The Truth About Owl Creek Farm
October 28th, 2007 at 07:02pm Post Staff 43
WOODY CREEK, COLORADO (Post Time News)—In a revelatory interview with the Guardian of London in October 2005, the widow of the late Dr. Hunter S. Thompson drew the curtain back on Owl Creek Farm and the picture is not the roseate picture that predominated after the gonzo journalist’s suicide in 2005.
Anita Thompson said there was “dark side” to Thompson and she called him the “lord of the underworld.” Before his death, she had been recently staying with her mother because “things were so bad.” She also said that she succumbed to the drug culture that surrounded her husband, and that she and the writer had tried to have a child.
“'I was curious,” she told Rachel Cooke of the Guardian, “so I tried it all. I ended up with a serious drug problem. But after about two years I realized (sic), I can't keep up with this guy. There were so many drunk people around, I thought, someone's got to stay sober. It was hard to get off it because of the environment, but it was either that or I'd have to leave. He didn't like to lose a party buddy, but he was supportive. My rehab was in a drugs den! His motto was: it's wrong when it stops being fun. It wasn't fun for me; it was horrible. But it was fun for him right up until the very end.”

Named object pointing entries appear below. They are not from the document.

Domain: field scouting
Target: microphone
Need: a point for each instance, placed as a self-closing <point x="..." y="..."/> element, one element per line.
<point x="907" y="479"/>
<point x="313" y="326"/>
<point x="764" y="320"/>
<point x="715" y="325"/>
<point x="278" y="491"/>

On her visit her to Owl Creek Farm eight months after Hunter Thompson's death, the British journalist found time was still standing still for Hunter Thompson’s widow.
“The experience is like being in some crazy, hippie version of Sale of the Century,” Cooke writes. “In the living room, I see: a cactus, a stuffed alligator, a small cannon, an exercise bike, a ram's head, a stuffed crow, the Encyclopaedia Britannica, an owl, a human skull and a blue candle in the shape of a woman with its wicks as nipples. In the kitchen, Hunter's handwritten notes--'Let's get stoned and have orgasms and laugh a lot' --are stuck to every wall. So, too, are photographs of him. In one, he is wearing lipstick and a pink wig. It is captioned: 'Hunter's aunt visits, September 2004.' On a kitchen counter is a lamp. On its shade hang some 30 pairs of Hunter's spectacles, their glass still smeared with his fingerprints.”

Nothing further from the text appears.